Historic house in Ohio, United States

The Fulton Farm, also known as "River Bend Farm," is a historic farmstead in Shelby County, Ohio, United States. Located on the southern side of the city of Sidney, the farm is composed of five buildings spread out over an area of approximately 2 acre. Built primarily in 1848, the distinctively Gothic Revival farm buildings are a leading element of Shelby County rural architecture; few pre-Civil War farmhouses elsewhere in the county are more elaborate. Besides the farmhouse, the complex includes four less important buildings, two brick and two wooden: a smokehouse, a carriage house, and two smaller barns.

Prominent farmer Isaac Fulton built the one-and-one-half story farmhouse and other buildings for his wife, the former Jane Taylor, soon after their 1848 wedding.

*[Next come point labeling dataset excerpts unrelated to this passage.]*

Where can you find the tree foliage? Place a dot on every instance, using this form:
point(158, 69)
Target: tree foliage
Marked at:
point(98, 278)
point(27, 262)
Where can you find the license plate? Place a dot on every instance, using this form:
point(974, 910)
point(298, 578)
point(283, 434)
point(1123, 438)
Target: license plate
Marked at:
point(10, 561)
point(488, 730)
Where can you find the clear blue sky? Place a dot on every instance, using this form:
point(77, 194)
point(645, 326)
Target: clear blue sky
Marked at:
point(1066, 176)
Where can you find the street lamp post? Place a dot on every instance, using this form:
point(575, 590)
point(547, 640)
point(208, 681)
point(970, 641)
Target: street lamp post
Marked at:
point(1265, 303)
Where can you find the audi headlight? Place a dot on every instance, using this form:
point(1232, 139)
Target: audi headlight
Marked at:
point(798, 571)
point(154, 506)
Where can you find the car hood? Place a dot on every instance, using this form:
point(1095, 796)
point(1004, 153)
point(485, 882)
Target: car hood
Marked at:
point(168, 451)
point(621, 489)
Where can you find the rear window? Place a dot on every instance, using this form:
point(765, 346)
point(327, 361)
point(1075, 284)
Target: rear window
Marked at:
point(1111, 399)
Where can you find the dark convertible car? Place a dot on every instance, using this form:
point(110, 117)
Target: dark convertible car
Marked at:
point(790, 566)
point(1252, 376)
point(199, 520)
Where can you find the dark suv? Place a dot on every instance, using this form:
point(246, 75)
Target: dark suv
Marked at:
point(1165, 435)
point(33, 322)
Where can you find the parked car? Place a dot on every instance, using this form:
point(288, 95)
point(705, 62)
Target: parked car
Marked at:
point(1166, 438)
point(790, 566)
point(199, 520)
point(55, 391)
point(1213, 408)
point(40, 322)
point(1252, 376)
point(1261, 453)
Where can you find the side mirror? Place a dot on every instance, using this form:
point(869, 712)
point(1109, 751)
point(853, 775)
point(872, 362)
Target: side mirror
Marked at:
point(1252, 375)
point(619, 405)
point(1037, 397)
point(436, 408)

The construction, which was not finished until 1850, was almost entirely Fulton's work; he even made the bricks by himself. Fulton used an unusual floor plan; the house's footprint is asymmetrical, and its windows are a mix of trabeated and traditional Gothic Revival styles. A rectangle large enough to support the entire house would measure approximately 50 ft by 42 ft.

In 1979, the Fulton Farm was listed on the National Register of Historic Places. It qualified for inclusion on the Register because of its impact on two different areas of local history: its well-preserved historic architecture and its place in the development of agriculture in central Shelby County.